When Paul Allen, co-founder of Microsoft, owner of the Seattle Seahawks and art collector died last week leaving behind no spouse and no children, questions immediately arose about the future of his projects. His impact on Seattle, on the world, and in art was substantial.
About two years ago he displayed some of his amazing art collection in a small gallery in Seattle. This is how I came face to face with one of my favorite Jules Bastien-Lepage paintings — The Flower Seller of London, 1882. I was gobsmacked that Allen owned it and that it wasn’t in a museum on display somewhere in France. Then, a few months later, more of Allen’s collection joined a different exhibit at the Seattle Art Museum and I have to say it was some of the best work the SAM has ever shown — beautiful Sergent landscapes and breathtaking Monets.
From a Bloomberg article: A lover of Monet, Allen was the anonymous buyer of the French painter’s 1891 canvas of a haystack for $81.4 million, then an auction record, at Christie’s in 2016, according to people familiar with the matter, who asked not to be identified because the transaction was private. The bidding war lasted 14 minutes.

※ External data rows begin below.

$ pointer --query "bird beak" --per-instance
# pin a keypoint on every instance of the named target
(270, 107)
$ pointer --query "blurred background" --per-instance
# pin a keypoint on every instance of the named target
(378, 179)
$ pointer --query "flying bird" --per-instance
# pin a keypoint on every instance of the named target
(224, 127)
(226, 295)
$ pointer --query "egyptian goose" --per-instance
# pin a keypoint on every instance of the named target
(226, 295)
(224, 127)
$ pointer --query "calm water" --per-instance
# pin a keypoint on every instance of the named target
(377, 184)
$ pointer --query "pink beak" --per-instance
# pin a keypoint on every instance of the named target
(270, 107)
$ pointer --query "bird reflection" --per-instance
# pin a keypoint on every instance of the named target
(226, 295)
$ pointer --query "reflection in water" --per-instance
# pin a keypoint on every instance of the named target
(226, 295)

Both of the Seattle exhibits allowed the public only a brief glimpse at these world-renowned treasures.
At the time Allen acknowledged, “To live with these pieces of art is truly amazing. I feel that you should share some of the works to give the public a chance to see them.” With that in mind now, I’m on the edge of my seat to know will the public get to see them again? Will they stay in Seattle, in America? I wonder if he planned to endow the SAM and bolster the city museum. Or will his estate create a new museum where his curation can be on permanent display? No sign of any answers yet.

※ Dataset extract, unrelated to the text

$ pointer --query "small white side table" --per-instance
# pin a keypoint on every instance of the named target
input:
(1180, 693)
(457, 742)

Here’s just a taste from the SAM exhibit:
This is a personal favorite, though the photography doesn’t capture the quality of the light. In the low-lit gallery with dark gray walls, the painting glowed like a warm nightlight from across the room:
There’s so much more to these exhibits than shown here, and more to the Allen collection than we know. For instance, large art purchases are often made anonymously. And the two exhibits in which we did get to see the Allen collection were curated along specific themes giving us only a vague clue to his taste in private curation. One thing we can say for certain is he collected fine works across the spectrum from photography to pop art to realist masterpieces. Wherever The Flower Seller ends up, I hope it’s local, open and that there’s a bench in front of it.